YOLO9000 gets 19.7 mAP overall with 16.0 mAP on those 156 categories. YOLO9000 performs well with new species of animals not found in COCO because their shapes can be generalized easily from their parent classes. However, COCO does not have bounding box labels for any type of clothing so the test struggles with categories like “sunglasses”.
YOLOv3
A quote from the YOLO web site on YOLOv3:
On a Pascal Titan X it processes images at 30 FPS and has a mAP of 57.9% on COCO test-dev.
Class Prediction
Most classifiers assume output labels are mutually exclusive. It is true if the output are mutually exclusive object classes. Therefore, YOLO applies a softmax function to convert scores into probabilities that sum up to one. YOLOv3 uses multi-label classification. For example, the output labels may be “pedestrian” and “child” which are not non-exclusive. (the sum of output can be greater than 1 now.) YOLOv3 replaces the softmax function with independent logistic classifiers to calculate the likeliness of the input belongs to a specific label. Instead of using mean square error in calculating the classification loss, YOLOv3 uses binary cross-entropy loss for each label. This also reduces the computation complexity by avoiding the softmax function.
Bounding box prediction & cost function calculation
YOLOv3 predicts an objectness score for each bounding box using logistic regression. YOLOv3 changes the way in calculating the cost function. If the bounding box prior (anchor) overlaps a ground truth object more than others, the corresponding objectness score should be 1. For other priors with overlap greater than a predefined threshold (default 0.5), they incur no cost. Each ground truth object is associated with one boundary box prior only. If a bounding box prior is not assigned, it incurs no classification and localization lost, just confidence loss on objectness. We use tx and ty (instead of bx and by) to compute the loss.
Feature Pyramid Networks (FPN) like Feature Pyramid
YOLOv3 makes 3 predictions per location for each scale. Each prediction composes of a boundary box, a objectness and 80 class scores, i.e. N × N × [3 × (4 + 1 + 80) ] predictions.

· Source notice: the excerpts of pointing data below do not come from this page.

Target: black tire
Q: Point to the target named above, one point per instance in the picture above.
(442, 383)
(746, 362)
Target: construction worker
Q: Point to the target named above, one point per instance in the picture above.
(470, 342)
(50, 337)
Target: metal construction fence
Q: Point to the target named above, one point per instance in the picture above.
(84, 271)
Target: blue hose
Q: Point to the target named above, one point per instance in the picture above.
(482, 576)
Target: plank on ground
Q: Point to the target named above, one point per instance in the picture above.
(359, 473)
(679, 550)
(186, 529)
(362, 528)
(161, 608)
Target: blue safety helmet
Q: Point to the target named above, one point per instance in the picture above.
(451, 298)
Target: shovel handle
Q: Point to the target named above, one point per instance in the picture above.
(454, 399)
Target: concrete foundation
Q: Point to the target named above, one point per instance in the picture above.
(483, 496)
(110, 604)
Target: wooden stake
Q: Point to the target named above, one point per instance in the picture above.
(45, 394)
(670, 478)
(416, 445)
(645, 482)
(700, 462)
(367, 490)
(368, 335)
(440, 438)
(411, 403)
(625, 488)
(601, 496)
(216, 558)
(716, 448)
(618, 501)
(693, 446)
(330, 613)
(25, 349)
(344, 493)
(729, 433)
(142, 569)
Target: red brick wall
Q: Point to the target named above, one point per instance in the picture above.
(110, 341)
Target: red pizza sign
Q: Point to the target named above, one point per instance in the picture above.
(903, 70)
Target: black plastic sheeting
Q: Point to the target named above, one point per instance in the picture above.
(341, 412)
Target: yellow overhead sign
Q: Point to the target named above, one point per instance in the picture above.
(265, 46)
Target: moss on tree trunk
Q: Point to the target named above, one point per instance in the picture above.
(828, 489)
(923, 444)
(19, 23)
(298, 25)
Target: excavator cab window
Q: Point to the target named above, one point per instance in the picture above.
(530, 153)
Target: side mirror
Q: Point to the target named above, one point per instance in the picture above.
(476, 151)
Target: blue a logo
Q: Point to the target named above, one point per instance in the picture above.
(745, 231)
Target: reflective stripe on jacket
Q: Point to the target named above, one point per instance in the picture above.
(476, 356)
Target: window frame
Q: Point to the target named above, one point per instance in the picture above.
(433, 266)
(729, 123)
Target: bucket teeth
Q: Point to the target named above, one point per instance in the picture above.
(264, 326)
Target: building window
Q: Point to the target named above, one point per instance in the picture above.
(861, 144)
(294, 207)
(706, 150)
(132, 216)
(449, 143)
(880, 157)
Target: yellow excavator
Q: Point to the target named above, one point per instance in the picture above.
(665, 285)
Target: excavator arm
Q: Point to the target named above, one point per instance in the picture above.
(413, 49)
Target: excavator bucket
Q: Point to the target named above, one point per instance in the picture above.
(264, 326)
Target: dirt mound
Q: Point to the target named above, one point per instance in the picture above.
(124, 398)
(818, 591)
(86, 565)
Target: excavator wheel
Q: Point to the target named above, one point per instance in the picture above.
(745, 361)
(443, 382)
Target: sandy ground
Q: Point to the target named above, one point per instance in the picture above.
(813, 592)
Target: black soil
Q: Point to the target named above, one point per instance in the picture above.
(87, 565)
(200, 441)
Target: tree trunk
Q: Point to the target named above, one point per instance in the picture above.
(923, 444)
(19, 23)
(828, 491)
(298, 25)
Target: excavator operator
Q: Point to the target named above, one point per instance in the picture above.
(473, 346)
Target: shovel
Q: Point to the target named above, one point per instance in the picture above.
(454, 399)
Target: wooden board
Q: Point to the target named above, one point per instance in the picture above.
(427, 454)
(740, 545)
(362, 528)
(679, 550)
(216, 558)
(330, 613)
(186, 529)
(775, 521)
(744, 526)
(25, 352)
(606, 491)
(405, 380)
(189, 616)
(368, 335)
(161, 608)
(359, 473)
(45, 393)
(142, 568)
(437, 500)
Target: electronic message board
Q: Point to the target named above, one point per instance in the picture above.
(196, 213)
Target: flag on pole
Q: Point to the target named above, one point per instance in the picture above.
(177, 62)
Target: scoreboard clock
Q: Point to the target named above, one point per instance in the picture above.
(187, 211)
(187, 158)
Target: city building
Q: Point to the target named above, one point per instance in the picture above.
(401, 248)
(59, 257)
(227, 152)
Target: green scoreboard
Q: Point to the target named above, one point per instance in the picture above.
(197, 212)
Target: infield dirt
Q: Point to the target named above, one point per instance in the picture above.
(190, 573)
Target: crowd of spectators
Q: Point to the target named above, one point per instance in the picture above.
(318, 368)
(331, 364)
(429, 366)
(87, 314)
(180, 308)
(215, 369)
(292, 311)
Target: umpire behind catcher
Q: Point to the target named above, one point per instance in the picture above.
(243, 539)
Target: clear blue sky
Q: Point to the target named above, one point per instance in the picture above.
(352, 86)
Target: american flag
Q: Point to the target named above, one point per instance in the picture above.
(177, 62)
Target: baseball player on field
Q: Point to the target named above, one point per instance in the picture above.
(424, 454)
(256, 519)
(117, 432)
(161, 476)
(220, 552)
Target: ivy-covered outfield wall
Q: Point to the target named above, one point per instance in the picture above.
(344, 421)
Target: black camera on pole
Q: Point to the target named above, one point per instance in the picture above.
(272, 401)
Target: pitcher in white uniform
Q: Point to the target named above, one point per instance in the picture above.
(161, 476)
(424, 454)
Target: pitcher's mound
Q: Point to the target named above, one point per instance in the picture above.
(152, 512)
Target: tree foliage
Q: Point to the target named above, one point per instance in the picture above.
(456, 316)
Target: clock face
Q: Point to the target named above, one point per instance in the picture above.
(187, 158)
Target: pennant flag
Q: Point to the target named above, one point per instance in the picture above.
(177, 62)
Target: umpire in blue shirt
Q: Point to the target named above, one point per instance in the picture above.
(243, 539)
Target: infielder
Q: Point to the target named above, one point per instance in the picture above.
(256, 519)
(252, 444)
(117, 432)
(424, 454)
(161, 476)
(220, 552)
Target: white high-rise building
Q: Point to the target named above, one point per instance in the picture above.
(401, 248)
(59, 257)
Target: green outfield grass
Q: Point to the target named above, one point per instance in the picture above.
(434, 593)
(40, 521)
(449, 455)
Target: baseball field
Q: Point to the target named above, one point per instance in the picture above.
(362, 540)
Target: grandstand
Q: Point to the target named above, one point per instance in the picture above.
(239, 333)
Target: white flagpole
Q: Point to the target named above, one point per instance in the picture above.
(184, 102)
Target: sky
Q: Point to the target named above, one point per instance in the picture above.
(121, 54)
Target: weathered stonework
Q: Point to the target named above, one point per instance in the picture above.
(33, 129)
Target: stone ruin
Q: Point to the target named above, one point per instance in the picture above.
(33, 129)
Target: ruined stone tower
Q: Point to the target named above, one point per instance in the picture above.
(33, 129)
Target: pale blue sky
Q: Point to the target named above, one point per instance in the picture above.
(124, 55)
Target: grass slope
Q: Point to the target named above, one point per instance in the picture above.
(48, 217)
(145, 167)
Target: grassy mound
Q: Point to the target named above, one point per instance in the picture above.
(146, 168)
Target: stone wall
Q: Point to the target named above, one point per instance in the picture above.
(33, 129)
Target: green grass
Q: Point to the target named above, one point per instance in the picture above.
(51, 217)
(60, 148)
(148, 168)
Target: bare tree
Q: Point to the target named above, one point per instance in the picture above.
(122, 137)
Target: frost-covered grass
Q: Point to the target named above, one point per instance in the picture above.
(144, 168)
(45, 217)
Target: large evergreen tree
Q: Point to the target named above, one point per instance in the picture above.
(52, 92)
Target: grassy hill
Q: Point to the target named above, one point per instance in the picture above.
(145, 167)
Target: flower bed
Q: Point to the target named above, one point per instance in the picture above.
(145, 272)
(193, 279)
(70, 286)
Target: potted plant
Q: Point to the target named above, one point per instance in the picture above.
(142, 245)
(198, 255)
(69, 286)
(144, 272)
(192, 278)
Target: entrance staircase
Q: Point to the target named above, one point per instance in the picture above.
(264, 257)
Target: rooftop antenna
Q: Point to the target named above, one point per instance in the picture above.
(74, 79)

YOLOv3 makes predictions at 3 different scales (similar to the FPN):
- In the last feature map layer.
- Then it goes back 2 layers back and upsamples it by 2. YOLOv3 then takes a feature map with higher resolution and merge it with the upsampled feature map using element-wise addition. YOLOv3 apply convolutional filters on the merged map to make the second set of predictions.
- Repeat 2 again so the resulted feature map layer has good high-level structure (semantic) information and good resolution spatial information on object locations.
To determine the priors, YOLOv3 applies k-means cluster. Then it pre-select 9 clusters. For COCO, the width and height of the anchors are (10×13),(16×30),(33×23),(30×61),(62×45),(59× 119),(116 × 90),(156 × 198),(373 × 326). These 9 priors are grouped into 3 different groups according to their scale. Each group is assigned to a specific feature map above in detecting objects.
Feature extractor
A new 53-layer Darknet-53 is used to replace the Darknet-19 as the feature extractor. Darknet-53 mainly compose of 3 × 3 and 1× 1 filters with skip connections like the residual network in ResNet. Darknet-53 has less BFLOP (billion floating point operations) than ResNet-152, but achieves the same classification accuracy at 2x faster.
YOLOv3 performance
YOLOv3's COCO AP metric is on par with SSD but 3x faster. But YOLOv3’s AP is still behind RetinaNet. In particular, AP@IoU=.75 drops significantly comparing with RetinaNet which suggests YOLOv3 has higher localization error. YOLOv3 also shows significant improvement in detecting small objects.
YOLOv3 performs very well in the fast detector category when speed is important.